I shrugged. “At times. ”I was busy like a pickpocket at a nudist joint. “How about you? You keeping the old dance card filled? ”It wasn’t that funny.

She smiled anyway. “Actually, no. I’ve been working the market more than the four stars lately. The way things are jumping around on Wall Street right now, I can really manage some nice surprises if I stay on top of it. Play the short side occasionally. ”I got the eyes and a shrug. “I always seem to do my best work on the supply side. ”

That meant about zip to me. I keep most of my portfolio in my sock drawer. “I don’t even know your name. Do I need to?”

“Terry Sebring.
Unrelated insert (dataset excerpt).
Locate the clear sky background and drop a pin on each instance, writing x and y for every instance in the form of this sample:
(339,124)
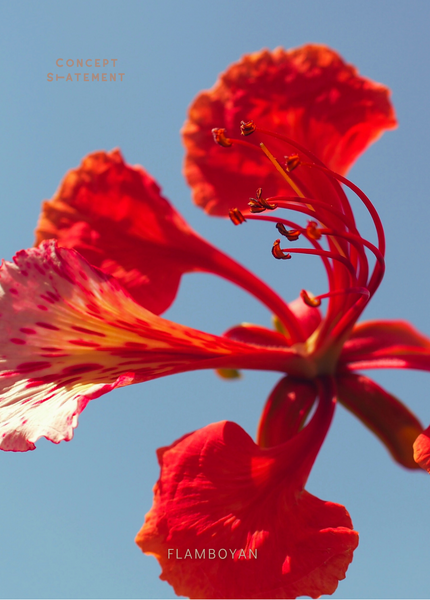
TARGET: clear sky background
(69,512)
Are you curious how I ended up at your front door?”

“Yeah, I’m curious. ”

“I asked a couple of vice cops I know. They knew you. ”

“I know some vice cops?”

“Chick Rappaport?”

“Yeah. I know Chick. ”

“Freddie Paulk?”

“Yeah. I know Freddie too. ”I guess I did know some vice cops. “They know where I live?”

“No. And your phone is unlisted. You could be on the witness relocation program. ”No I couldn’t. “They put me in touch with a Lieutenant Detective Booker. ”

“Good old Booker. ”Mose Booker was the nearest thing to a friend I had over at the sheriff’s department. Still, a tenuous relationship on a good day.

“The lieutenant’s partner, a Detective Channing, called back instead. He didn’t have your number, but he gave me directions. ”

“Good old Channing. ”I got a free smile with that one.

“I take it you and Channing aren’t friends. ”

“We share a mutual disrespect. ”I was being a nice boy. I hated his fucking guts and he mine. “He give me a glowing recommendation?”

Her funny eyebrows said it. “No. ”Pause. “Are you gay?”

“No. ”The harmonics I was putting on it were right out of junior high. What I recovered with wasn’t that far from schoolyard shit anyway.  “I wouldn’t put much stock in what Channing says. Nobody else does. If that’s where this is coming from. ”

Terry shrugged some nice shoulders. “That and the first night we met? The offer you refused?”

I was grinning at the memory. “Yeah. I recall.  Like I said then, sweetheart, there’s no such thing as a freebie. I still believe it. ”

“I think there’s a little more to it than that. ”She was laughing at me with her eyes again. 

My head went sideways, cousin to a nod, cousin to a shrug thing. “Could be. ”

“You know, to be putting out such a hip image, you tend to be a little old fashioned. ”

I didn’t really think I was putting out a hip image. I don’t always tuck my shirttail in. Maybe that was what she was talking about. “Probably more than I’d like to admit. You come over here to ask me why I didn’t take the freebie?”